By Marina Malenic
The creation of an Air Force unit devoted to and equipped for irregular warfare is “an idea whose time has come” and is one of the major changes in U.S. military force structure expected to emerge from this year’s review of Defense Department priorities, a top Pentagon official said yesterday.
“Some kind of irregular warfare…Air Force unit, whether it’s a series of squadrons or a wing or a group or whatever…I think is an idea whose time has come,” said Michael Vickers, the assistant secretary of defense for special operations, low-intensity conflict and interdependent capabilities. “I’m fairly confident we’ll end up with something.”
Vickers oversees special operations and counter-terrorism; partnership strategy and stability; and global threats and counter-narcotics. He was speaking to reporters at a Defense Writers Group Breakfast in Washington.
Earlier this year, Gen. Norton Schwartz, the Air Force chief of staff, alluded to the service’s internal examination of the idea for a counterinsurgency wing and a specialized aircraft geared toward the task.
Vickers said the department’s Quadrennial Defense Review (QDR), now under way, will evaluate the need for a new airplane and how such equipment would fit into a “portfolio approach” to military capabilities. Vickers said dividing the service’s capabilities into “high end,” “low end” and “swing” forces is one possible paradigm.
“One of the things we’ve seen is that you can’t do the high end and the low end very easily with the same force,” he explained. “So I think there is a need for that kind of capability. I think that capability is being looked at in the QDR. But the question is, how much and…the mix.”
Since entering the wars in Iraq and Afghanistan almost nine years ago, the Pentagon has expanded its special operations capacity dramatically. Now, Vickers said, more of that kind of specialized training and equipment aimed at irregular conflict must be brought to the general purpose military.
“We tend to believe now that the most persistent form of conflict over the next couple decades will likely be irregular conflicts of one kind or another, but we still have to be prepared for conventional conflicts,” he said. “And we require general purpose forces to be able to span that spectrum.”
He noted that each of the services has had to adapt differently to the current wars, depending on its particular role in the security environment.

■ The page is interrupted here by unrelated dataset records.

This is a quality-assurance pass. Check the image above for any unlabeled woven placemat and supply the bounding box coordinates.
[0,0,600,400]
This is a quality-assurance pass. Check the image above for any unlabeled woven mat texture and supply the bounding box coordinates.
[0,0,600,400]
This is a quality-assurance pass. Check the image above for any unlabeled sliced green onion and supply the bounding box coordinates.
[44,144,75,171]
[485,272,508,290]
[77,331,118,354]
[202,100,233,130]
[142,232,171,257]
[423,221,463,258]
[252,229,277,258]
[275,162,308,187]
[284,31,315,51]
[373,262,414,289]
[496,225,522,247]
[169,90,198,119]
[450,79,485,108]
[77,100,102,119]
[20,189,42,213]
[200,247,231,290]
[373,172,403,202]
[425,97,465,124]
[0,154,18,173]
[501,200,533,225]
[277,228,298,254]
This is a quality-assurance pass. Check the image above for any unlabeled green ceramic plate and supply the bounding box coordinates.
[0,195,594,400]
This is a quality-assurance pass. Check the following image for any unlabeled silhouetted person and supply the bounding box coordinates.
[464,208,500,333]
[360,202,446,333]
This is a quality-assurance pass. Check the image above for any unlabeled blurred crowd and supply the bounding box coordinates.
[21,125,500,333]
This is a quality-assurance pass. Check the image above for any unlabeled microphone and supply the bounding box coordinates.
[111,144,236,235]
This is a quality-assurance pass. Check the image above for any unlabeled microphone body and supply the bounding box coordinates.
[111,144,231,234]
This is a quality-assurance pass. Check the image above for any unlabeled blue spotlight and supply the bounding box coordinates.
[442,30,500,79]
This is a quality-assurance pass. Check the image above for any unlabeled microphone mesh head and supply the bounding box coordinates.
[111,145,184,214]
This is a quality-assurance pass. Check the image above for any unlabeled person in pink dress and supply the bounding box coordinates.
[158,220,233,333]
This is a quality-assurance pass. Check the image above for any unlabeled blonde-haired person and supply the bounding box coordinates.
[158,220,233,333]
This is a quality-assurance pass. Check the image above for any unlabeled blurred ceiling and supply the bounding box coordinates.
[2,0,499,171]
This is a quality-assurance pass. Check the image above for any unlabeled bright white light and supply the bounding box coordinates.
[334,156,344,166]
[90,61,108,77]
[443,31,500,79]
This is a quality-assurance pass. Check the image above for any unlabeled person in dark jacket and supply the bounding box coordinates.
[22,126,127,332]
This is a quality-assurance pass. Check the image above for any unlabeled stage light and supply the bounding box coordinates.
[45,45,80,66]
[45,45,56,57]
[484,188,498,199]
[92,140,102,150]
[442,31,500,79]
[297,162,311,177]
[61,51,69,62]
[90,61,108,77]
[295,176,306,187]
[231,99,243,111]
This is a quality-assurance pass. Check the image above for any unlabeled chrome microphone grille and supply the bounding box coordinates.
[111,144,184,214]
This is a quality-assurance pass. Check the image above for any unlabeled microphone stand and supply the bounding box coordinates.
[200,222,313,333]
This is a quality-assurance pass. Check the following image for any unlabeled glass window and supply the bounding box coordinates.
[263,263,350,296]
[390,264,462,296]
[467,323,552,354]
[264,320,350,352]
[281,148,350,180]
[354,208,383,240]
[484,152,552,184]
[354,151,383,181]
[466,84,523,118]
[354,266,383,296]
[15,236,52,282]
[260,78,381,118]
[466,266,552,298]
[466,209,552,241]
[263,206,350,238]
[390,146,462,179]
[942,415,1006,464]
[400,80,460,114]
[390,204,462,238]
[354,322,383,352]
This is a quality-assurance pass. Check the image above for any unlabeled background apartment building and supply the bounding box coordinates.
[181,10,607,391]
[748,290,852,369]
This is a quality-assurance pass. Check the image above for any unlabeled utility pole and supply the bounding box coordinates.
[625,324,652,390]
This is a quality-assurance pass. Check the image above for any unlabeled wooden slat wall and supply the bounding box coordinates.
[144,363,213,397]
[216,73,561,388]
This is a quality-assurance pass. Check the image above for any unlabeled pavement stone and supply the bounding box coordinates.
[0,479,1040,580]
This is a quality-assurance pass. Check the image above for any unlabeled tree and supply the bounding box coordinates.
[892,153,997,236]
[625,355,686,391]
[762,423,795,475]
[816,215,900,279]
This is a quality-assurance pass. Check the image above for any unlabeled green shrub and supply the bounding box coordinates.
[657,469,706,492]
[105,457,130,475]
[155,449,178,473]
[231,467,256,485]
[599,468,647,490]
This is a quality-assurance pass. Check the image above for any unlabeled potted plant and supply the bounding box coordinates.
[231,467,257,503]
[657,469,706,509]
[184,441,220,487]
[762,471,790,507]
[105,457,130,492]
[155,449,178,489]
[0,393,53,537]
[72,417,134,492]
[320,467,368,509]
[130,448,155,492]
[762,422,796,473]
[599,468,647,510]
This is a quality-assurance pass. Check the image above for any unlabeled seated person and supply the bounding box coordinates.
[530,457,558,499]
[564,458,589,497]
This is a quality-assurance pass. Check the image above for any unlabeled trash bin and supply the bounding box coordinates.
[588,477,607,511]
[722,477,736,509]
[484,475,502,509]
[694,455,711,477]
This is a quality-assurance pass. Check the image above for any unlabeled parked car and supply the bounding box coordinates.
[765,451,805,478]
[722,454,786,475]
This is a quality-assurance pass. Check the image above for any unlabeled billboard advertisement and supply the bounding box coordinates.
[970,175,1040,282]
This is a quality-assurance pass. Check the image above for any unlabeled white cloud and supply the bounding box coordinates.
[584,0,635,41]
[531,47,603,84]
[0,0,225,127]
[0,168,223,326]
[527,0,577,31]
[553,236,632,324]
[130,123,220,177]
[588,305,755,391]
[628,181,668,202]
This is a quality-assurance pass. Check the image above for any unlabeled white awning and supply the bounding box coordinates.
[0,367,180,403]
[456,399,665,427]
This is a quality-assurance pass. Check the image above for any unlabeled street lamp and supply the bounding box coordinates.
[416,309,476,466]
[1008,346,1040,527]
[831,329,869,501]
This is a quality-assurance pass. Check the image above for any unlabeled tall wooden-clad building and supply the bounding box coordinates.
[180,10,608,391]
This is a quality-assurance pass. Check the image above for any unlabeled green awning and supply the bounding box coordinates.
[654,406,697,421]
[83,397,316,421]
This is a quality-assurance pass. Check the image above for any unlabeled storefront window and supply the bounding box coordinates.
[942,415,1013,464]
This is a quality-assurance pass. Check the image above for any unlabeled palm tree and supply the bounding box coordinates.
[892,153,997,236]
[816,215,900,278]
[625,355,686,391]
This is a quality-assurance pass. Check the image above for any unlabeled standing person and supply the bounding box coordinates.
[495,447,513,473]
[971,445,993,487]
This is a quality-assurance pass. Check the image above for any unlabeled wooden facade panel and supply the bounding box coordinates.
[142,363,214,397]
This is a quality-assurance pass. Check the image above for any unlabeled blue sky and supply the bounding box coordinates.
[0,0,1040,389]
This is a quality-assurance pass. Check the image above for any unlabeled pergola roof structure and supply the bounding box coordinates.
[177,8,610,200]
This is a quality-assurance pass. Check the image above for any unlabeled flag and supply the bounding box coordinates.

According to Vickers, the transformation of the Air Force and Navy, which have primarily been responsible for strategic and high-end conventional deterrence over the decades, will be the most dramatic.
“I think they are being pulled from the middle to the ends of the spectrum,” he said. “But I need a portfolio of capabilities, for the high end and for the low end, and they’re very different aircraft. If I were to try to buy all middle, or all high, or all low, I would fail across that spectrum.
“Further improving our irregular warfare [capability] across the force…is job one for the QDR,” Vickers added.
He said Pentagon analysts will primarily be examining “where we still have gaps.”
Asked whether a light-attack “counterinsuregency aircraft” might be needed, he said the idea has been under consideration by both the Navy and the Air Force. He said the purchase of light-strike and light-reconnaissance planes is one of the issues that this QDR is examining closely.
“The advantage of those kinds of aircraft, besides being adapted to the counterinsurgency battlefield, is that they tend to be very inexpensive and they’re something the partner [nations] can afford,” he said. “So if you look at a partner that is beset by an insurgency, these are the types of aircraft that would seem to be very useful around the world.”